Para garantir que suas descobertas fossem robustas, os pesquisadores não confiaram em um único método de avaliação. Eles usaram dois modelos de linguagem de grande escala diferentes para gerar as descrições dos vídeos e fizeram com que essas descrições fossem julgadas tanto por sistemas de pontuação automatizados quanto por outros modelos de inteligência artificial avançados. Eles compararam a qualidade das descrições do olhar previsto contra o "ground truth" (verdade fundamental) dos sensores de hardware e contra uma linha de base simples que apenas recortava o centro da tela. Os resultados foram claros: o olhar previsto produziu descrições que eram significativamente melhores do que o recorte central e estatisticamente indistinguíveis do olhar baseado em hardware. De fato, a previsão do software foi tão próxima dos dados de rastreamento ocular real que a diferença foi pequena demais para ser medida como significativa em qualquer um dos dez cenários de teste que realizaram.

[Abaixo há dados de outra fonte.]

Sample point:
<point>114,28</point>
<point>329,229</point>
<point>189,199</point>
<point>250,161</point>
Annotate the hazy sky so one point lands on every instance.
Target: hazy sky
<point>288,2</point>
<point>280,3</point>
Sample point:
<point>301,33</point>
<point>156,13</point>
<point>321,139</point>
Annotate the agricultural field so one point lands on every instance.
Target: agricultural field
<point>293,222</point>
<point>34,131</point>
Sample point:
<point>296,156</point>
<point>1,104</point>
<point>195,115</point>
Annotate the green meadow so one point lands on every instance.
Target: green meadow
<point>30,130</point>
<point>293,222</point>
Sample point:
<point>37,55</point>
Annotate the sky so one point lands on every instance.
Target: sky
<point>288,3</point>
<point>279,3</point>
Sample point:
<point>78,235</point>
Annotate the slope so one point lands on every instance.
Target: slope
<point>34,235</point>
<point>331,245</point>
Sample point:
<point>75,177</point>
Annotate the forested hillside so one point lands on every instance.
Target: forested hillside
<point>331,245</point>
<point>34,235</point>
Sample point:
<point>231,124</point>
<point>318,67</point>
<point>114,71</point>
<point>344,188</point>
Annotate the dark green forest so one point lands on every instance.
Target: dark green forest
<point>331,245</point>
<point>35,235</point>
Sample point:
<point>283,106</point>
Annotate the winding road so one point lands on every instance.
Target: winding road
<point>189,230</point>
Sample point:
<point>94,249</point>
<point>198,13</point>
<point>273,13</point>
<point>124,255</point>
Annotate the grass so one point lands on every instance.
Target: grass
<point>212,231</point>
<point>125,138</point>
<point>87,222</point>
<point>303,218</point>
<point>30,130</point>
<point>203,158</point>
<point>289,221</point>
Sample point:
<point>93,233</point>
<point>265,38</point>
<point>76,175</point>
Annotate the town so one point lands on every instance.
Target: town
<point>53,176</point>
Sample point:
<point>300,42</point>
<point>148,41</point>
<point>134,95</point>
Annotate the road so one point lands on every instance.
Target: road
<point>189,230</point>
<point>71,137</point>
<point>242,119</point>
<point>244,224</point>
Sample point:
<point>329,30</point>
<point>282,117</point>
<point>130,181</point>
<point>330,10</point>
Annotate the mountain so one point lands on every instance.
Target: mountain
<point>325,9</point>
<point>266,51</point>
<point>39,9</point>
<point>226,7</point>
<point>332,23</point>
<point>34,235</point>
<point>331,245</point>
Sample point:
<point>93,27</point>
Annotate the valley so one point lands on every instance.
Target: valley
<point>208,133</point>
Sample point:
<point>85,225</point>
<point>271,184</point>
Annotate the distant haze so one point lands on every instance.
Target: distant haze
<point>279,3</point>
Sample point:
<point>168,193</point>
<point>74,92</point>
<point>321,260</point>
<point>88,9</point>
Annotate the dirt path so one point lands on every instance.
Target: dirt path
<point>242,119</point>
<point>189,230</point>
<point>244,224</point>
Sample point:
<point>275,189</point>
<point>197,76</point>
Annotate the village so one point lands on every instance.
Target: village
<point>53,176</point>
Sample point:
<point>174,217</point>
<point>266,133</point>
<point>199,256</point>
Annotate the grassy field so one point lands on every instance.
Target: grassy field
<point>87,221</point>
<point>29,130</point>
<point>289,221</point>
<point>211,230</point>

Este trabalho remove uma grande barreira para a adoção generalizada da inteligência artificial sensível ao olhar. Ao provar que um modelo de software pode substituir o sensor de hardware, os pesquisadores mostraram que os futuros óculos inteligentes não precisam ser sobrecarregados com componentes de rastreamento ocular caros e que consomem muita energia para serem úteis. O sistema pode agora ser implantado em qualquer dispositivo com uma câmera e um processador padrão, abrindo as portas para assistência acessível e em tempo real em uma ampla gama de atividades diárias. Embora o estudo tenha sido conduzido em conjuntos de dados e modelos específicos, os resultados sugerem uma mudança fundamental na forma como podemos construir esses sistemas, afastando-nos de hardware especializado em direção a um software inteligente e leve que pode compreender a atenção humana apenas observando o que vemos.